Фрэнк взял меня за руку и повел по темной квартире, расположение которой было мне совершенно незнакомо. Ночью она показалась мне огромной. Мы, осторожно ступая, прошли по коридору, куда-то повернули, вошли в небольшую комнату. Фрэнк отдернул штору, открыл балконную дверь и вывел меня на свежий воздух.
Холодный ночной воздух обжег мне лицо, я с наслаждением вздохнула. Фрэнк осторожно усадил меня в кресло, укутал ноги пледом, а из кармана, как фокусник, извлек тихонько мяукнувшего котенка. Котенок не пожелал лежать у меня на коленях; смешно подергивая кончиком хвоста, он принялся обнюхивать балконную решетку.
— Ты готов удовлетворить любой мой каприз, потому что Джек считает меня ненормальной?
— Джек как раз считает тебя совершенно нормальной. В твоем положении тебе давно нужна была разрядка, просто не в такой форме. Прости меня, я не хотел тебя пугать. Мне было страшно потерять тебя. Ты была такая измученная. Ну что ты опять плачешь?
Он поднял меня на руки, сел в кресло и стал убаюкивать, как маленького ребенка.
— Почему ты до сих пор не женат?
— Боже, как давно я ждал, когда же ты спросишь меня об этом.
— А почему бы тебе самому мне не рассказать?
— Рассказывать женщине, которую любишь, о своей прошлой жизни? Зачем? Чтобы вызвать у нее ревность?
— Ревновать к прошлому просто глупо.
— Удивительно, в твоей голове, оказывается, есть умные мысли. Не сердись, я пошутил. А то ты, пожалуй, опять начнешь плакать, и мне опять достанется от Эммы. Я был женат, мы прожили вместе три года. Мы поженились сразу после окончания университета. Джудит решила полностью посвятить себя карьере, она была талантливым дизайнером, дети ее не привлекали. Я смог основать собственное дело, со временем удалось расширить его. Необходимость в ее работе отпала, но Джудит не хотела прерывать свою карьеру. А потом она погибла, катаясь на горных лыжах. Ее смерть почти совпала со смертью мужа Эммы. Эмме потребовалась помощь. Хотя я убежден, что она прекрасно справилась бы и без меня, — просто ей хотелось быть ко мне поближе. А потом мне уже некогда было думать о семье. Жизнь моя была хорошо устроена, я был занят интересным делом.
— И у тебя была Анна-Мари.
— Эй, ты почему ее так невзлюбила? Чем она тебе так досадила?

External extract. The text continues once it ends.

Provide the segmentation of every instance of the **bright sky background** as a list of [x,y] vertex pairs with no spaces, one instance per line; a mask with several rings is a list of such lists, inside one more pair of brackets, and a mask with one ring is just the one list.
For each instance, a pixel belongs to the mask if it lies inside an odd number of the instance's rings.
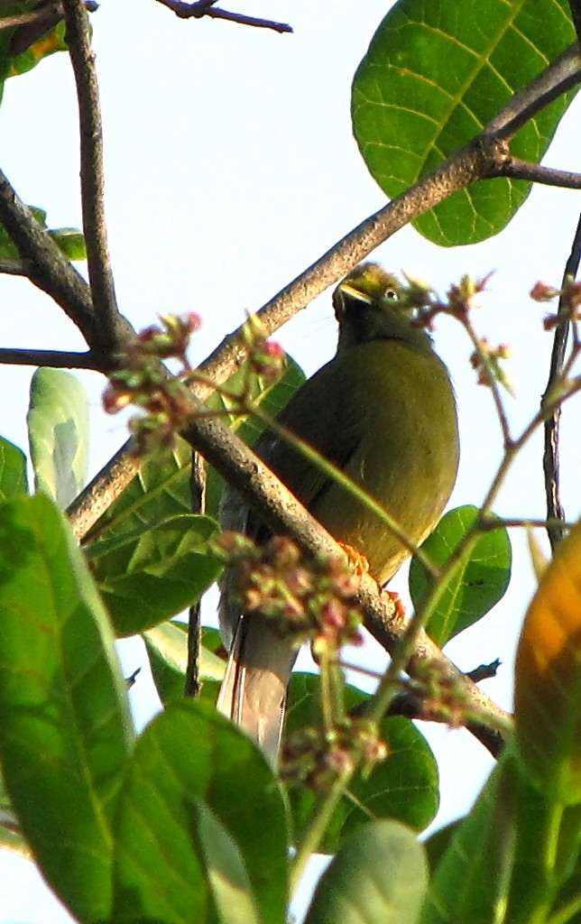
[[[221,21],[181,21],[154,0],[103,0],[92,17],[106,150],[106,197],[117,295],[137,327],[157,312],[196,310],[204,327],[194,360],[207,353],[344,234],[384,204],[351,135],[349,89],[357,65],[385,14],[386,0],[222,4],[290,22],[278,35]],[[545,163],[578,169],[579,103],[574,103]],[[576,117],[575,117],[576,116]],[[76,98],[67,56],[57,55],[6,83],[0,108],[0,165],[52,227],[79,226]],[[386,268],[427,280],[440,291],[462,274],[496,271],[478,331],[508,342],[516,399],[507,398],[520,432],[544,390],[551,336],[542,306],[527,293],[542,278],[559,285],[579,212],[567,190],[535,189],[510,227],[471,248],[441,249],[406,228],[373,254]],[[23,280],[0,279],[3,346],[83,348],[76,328]],[[462,461],[452,505],[481,501],[500,459],[500,429],[490,394],[475,383],[470,346],[454,322],[438,321],[436,342],[458,396]],[[277,335],[308,374],[334,348],[329,294]],[[5,395],[0,432],[27,446],[25,414],[32,370],[0,367]],[[122,423],[100,408],[103,379],[81,375],[91,403],[91,471],[125,442]],[[563,415],[563,477],[567,516],[579,516],[578,401]],[[576,432],[575,432],[576,431]],[[502,491],[497,512],[542,517],[540,438]],[[518,627],[534,583],[526,542],[514,538],[514,578],[502,602],[446,650],[470,670],[496,657],[498,678],[485,684],[511,707]],[[392,585],[405,596],[405,577]],[[209,614],[209,620],[212,618]],[[367,652],[374,666],[385,658]],[[127,673],[145,656],[123,652]],[[140,727],[155,709],[142,672],[132,691]],[[466,812],[491,761],[464,732],[422,726],[441,760],[440,825]],[[0,856],[0,924],[70,920],[31,865]]]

— Мне?! Да ничем. Просто она убеждала меня в том, что ты не хочешь детей. А почему ты, собственно говоря, на ней не женился?
— Она хороший работник, но они с Эммой сразу невзлюбили друг друга.
— Ах, а ты, оказывается, у нас маменькин сынок?
— Не мог же я пойти против желания собственной матери?
Я внимательно посмотрела на него.
— Что-то говорит мне, что ты меня обманываешь. Ты всерьез хочешь убедить меня в том, что во всем слушаешься свою мать? Что ты у нее под каблуком?
— Ну ты же видела, как она лихо со всеми нами тут расправляется. Даже мои ребята ее боятся.
— Очень странно, на меня она произвела такое приятное впечатление. Так почему же ты все-таки не женился на Анне-Мари? Она же такая красивая.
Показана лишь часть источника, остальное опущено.